In der Welt der Ingenieurausbildung gibt es viele hervorragende Kurse, aber oft hat das darauf basierende Studienprogramm einen ernsthaften Nachteil – es fehlt an guter Zusammenhang zwischen den verschiedenen Themen. Man könnte widersprechen: Wie kann das sein?

Bei der Erstellung des Studienprogramms werden für jeden Kurs die Voraussetzungen und eine klare Reihenfolge angegeben, in der die Fächer studiert werden müssen. Zum Beispiel, um einen einfachen mobilen Roboter zu bauen und zu programmieren, muss man etwas Mechanik zur Erstellung seiner physischen Struktur wissen; Grundlagen der Elektrizität auf der Ebene der Gesetze von Ohm/Kirchhoff; die Darstellung digitaler und analoger Signale; Operationen mit Vektoren und Matrizen, um Koordinatensysteme und die Bewegung des Roboters im Raum zu beschreiben; Grundlagen des Programmierens auf der Ebene der Datenrepräsentation, einfachster Algorithmen und Kontrollstrukturen usw., um das Verhalten zu beschreiben.

Gibt es all das in den Universitätskursen? Natürlich gibt es das. Allerdings im Zusammenhang mit den Gesetzen von Ohm/Kirchhoff werden Thermodynamik und Feldtheorie behandelt; neben den Operationen mit Matrizen und Vektoren muss man sich mit Jordanformen auseinandersetzen; beim Programmieren das Lernen von Polymorphismus — Themen, die nicht immer notwendig sind, um eine einfache praktische Aufgabe zu lösen.

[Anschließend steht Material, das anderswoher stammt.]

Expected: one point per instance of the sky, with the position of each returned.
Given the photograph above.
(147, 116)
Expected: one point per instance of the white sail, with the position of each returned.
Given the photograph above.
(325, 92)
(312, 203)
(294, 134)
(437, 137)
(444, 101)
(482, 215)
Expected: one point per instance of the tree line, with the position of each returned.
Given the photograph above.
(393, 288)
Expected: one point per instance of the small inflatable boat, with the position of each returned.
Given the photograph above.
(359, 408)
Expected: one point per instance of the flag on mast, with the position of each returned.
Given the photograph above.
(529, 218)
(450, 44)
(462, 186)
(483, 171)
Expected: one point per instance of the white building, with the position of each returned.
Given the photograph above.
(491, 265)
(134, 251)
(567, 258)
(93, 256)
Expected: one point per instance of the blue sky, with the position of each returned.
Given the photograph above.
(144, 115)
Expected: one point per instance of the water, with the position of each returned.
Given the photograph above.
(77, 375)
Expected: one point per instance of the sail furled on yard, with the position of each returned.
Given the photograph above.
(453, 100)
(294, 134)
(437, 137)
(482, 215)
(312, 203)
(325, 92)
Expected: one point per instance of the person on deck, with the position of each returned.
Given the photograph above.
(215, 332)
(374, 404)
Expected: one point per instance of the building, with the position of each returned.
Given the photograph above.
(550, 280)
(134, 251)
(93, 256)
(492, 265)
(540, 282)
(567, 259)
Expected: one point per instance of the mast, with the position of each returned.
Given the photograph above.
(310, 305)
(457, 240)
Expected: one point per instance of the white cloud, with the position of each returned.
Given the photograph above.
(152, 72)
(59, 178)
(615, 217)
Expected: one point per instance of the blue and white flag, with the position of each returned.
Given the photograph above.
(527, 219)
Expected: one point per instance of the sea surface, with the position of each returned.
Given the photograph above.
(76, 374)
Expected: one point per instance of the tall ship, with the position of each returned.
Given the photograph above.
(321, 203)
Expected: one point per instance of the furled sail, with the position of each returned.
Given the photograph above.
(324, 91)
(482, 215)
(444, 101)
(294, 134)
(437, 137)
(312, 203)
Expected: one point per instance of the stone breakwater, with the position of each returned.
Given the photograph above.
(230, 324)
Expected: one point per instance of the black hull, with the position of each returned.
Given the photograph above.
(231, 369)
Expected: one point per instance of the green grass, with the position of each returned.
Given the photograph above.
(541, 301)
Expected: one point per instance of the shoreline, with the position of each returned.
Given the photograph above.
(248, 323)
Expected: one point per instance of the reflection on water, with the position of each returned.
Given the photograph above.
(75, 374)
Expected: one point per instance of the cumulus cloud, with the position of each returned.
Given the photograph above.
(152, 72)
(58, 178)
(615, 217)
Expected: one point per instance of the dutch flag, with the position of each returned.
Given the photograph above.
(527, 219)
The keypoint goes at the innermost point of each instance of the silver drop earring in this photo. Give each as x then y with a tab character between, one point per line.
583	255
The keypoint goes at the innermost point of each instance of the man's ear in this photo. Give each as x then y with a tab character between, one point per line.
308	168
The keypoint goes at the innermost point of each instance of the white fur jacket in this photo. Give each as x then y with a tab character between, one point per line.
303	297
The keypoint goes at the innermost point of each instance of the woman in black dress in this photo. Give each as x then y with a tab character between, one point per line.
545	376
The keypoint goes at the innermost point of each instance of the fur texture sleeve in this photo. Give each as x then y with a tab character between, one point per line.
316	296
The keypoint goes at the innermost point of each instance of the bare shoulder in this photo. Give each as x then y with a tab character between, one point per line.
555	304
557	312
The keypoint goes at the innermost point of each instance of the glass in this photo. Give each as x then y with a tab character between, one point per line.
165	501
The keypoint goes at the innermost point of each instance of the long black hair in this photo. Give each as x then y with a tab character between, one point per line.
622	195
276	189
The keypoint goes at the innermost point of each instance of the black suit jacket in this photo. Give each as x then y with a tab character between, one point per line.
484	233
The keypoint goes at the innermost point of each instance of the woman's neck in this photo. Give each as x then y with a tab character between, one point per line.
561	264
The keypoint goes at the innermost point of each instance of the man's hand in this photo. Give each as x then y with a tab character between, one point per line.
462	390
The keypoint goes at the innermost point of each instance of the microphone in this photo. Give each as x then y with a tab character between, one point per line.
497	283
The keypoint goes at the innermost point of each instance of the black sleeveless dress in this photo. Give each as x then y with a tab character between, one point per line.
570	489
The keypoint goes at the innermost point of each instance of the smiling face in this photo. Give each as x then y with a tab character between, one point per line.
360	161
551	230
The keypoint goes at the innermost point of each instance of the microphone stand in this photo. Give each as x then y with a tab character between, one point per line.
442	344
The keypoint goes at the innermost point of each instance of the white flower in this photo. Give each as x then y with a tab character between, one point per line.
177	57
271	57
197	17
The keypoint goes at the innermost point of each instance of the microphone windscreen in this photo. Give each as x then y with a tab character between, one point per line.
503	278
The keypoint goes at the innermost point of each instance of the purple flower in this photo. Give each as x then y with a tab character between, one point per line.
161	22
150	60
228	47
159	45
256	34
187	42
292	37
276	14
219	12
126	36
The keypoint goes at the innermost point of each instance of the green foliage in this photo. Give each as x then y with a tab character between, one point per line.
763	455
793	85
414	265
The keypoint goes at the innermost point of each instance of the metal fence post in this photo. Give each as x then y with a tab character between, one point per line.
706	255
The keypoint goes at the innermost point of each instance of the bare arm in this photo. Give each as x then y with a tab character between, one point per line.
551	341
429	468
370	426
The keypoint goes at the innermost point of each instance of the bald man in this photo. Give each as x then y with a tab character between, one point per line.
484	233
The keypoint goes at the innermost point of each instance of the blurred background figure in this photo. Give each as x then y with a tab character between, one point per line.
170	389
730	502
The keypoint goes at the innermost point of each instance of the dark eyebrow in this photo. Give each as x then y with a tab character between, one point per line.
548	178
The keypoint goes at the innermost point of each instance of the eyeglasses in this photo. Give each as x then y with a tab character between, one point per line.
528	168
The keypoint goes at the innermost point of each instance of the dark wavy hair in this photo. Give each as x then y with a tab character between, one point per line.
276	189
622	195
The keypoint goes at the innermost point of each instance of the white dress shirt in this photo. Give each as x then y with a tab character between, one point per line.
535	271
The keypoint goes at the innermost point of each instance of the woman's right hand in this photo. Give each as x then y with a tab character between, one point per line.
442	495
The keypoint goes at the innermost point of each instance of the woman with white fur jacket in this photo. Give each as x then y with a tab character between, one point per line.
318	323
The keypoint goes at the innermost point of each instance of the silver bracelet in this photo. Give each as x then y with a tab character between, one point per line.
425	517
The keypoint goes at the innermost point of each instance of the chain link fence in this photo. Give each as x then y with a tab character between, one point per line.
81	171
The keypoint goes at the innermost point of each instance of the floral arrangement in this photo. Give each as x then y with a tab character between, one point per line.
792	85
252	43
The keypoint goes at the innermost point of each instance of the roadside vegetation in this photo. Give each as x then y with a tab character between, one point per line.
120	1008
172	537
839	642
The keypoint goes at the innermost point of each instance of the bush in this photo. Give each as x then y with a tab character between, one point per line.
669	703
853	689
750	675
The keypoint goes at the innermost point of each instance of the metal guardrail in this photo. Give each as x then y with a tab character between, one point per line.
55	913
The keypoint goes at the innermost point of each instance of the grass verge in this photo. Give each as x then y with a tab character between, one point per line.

Universitäres Lernen ist extensiv – die Lernenden gehen in breiter Front vor und sehen oft keinen Sinn oder praktische Bedeutung in dem Wissen, das sie erwerben. Wir haben beschlossen, die Paradigmen der universitären STEM-Ausbildung (von Science, Technology, Engineering, Math) umzukehren und ein Programm zu entwickeln, das auf der Kohärenz des Wissens basiert und eine spätere Vertiefung ermöglicht, das heißt, es wird eine intensive Beherrschung der Fächer подразумевается.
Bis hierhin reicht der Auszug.